In FY22, HUBC witnessed a slight dip in consolidated earnings for the year – 15 percent year-on-year. The decline in earnings stemmed from lower share of profits from associates as well as higher finance cost. The company’s consolidated revenues were seen growing by 78 percent due to higher utilization of the base plant and Narowal plant overall in FY22 from 2 and 26 percent in FY21 to 12 and 46 percent respectively in FY22. On the other hand, the utilization of Laraib and China Power Hub Generation Company (CPHGC) plants were down from 63 and 72 percent in FY21 to 57 and 62 percent respectively in FY22. CPHGC utilization was low due to the outage during the year. CPHGC unit 1 returned to service in January 2022. Gross profits were flat for HUBC in FY22, whereas the net earnings fell despite growth in other income due to 40 percent decline in share of profits from associates and joint ventures and an 8 percent rise in finance costs. The company did not pay any dividends for FY22, which was due to high fuel and commodity prices.
HUBC in FY23
The IPP announced a massive increase in consolidated earnings with highest ever profit for FY23. The growth in earnings came from HUBC’s diversification strategy and higher share of profits from associates and JV during the year. The power company does not depend on the base plant at Hub anymore for dispatches; besides its coal investment, China Power Hub Generation Company under CPEC driving profitability since FY20, the inclusion of ThalNova Power Plant in Feb-23 and TEL in the latter part of FY23 contributed to the earnings.
Starting from the top, HUBC’s consolidated revenue growth stood at 18 percent where the rise was due to higher furnace oil prices rather than the electricity dispatches that were down by around nine percent, year-on-year in FY23.

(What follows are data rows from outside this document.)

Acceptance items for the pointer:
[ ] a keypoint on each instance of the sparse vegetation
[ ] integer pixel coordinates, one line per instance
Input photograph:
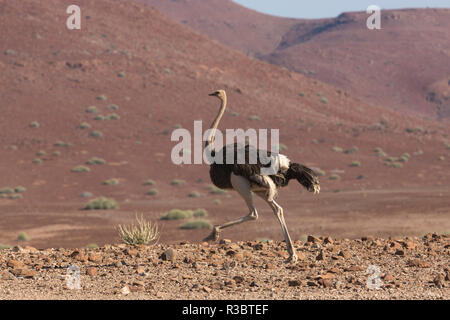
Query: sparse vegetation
(152, 192)
(95, 160)
(177, 182)
(81, 169)
(194, 194)
(177, 214)
(196, 225)
(102, 203)
(214, 190)
(23, 237)
(200, 213)
(112, 182)
(92, 109)
(85, 126)
(143, 232)
(355, 164)
(149, 183)
(96, 134)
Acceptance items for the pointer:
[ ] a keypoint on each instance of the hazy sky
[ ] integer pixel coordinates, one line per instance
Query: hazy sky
(332, 8)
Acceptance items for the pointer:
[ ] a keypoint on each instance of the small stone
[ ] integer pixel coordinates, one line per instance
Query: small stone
(125, 291)
(313, 239)
(93, 272)
(294, 283)
(169, 255)
(345, 254)
(328, 240)
(93, 257)
(389, 278)
(14, 264)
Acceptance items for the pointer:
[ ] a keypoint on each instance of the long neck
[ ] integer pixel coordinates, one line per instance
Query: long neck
(215, 124)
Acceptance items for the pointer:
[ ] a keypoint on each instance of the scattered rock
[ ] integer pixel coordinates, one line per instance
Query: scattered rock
(93, 272)
(169, 255)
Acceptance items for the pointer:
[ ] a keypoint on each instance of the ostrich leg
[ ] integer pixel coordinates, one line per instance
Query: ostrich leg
(278, 211)
(242, 186)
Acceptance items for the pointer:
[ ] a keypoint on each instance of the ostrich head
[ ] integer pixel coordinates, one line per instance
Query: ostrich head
(219, 94)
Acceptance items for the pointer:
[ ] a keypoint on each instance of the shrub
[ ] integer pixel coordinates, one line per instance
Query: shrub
(351, 150)
(23, 237)
(6, 191)
(200, 213)
(196, 224)
(92, 109)
(20, 189)
(102, 203)
(112, 182)
(177, 214)
(81, 169)
(142, 233)
(85, 125)
(355, 164)
(324, 100)
(149, 183)
(152, 192)
(214, 190)
(95, 160)
(194, 194)
(177, 182)
(113, 116)
(96, 134)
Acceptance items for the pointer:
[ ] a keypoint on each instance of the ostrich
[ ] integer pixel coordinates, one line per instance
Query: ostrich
(246, 179)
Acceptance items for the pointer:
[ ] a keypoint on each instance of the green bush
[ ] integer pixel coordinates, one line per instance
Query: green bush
(142, 233)
(81, 169)
(102, 203)
(177, 214)
(196, 224)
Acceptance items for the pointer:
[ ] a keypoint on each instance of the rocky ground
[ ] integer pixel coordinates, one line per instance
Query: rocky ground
(409, 268)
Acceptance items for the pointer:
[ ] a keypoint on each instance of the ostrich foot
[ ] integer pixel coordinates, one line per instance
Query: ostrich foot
(292, 258)
(214, 236)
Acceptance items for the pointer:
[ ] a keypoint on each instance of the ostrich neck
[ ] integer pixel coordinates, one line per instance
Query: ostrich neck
(215, 124)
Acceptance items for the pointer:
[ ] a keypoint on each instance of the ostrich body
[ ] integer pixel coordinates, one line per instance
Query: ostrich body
(247, 178)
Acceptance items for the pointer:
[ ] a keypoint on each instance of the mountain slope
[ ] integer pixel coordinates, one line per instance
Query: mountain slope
(392, 67)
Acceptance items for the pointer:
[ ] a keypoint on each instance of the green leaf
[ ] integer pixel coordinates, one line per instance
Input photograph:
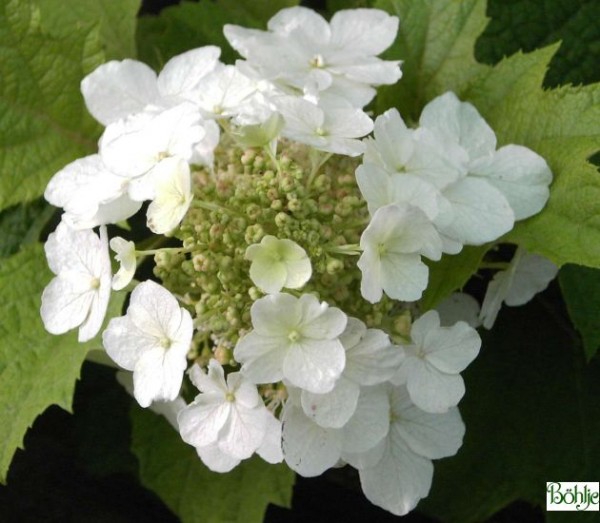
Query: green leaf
(581, 291)
(436, 43)
(36, 369)
(116, 21)
(195, 24)
(532, 414)
(43, 121)
(173, 470)
(22, 224)
(450, 274)
(563, 125)
(529, 24)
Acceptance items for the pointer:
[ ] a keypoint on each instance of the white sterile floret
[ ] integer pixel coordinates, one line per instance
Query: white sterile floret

HUBC’s bottomline was seen growing by 110 percent year-on-year, not only due to controlled expenses but also higher other income. And as mentioned, the biggest role was that of share of profits from associates that was up by more than 3.7 times, which was probably due to a claim for property damage and business interruption as well as the addition of Eni’s business. The rise was also contributed by the currency depreciation during the year. What however impacted the bottomline was the higher finance cost – up by 144 percent year-on-year – due to higher interest rates as well as inclusion of TEL’s finance cost.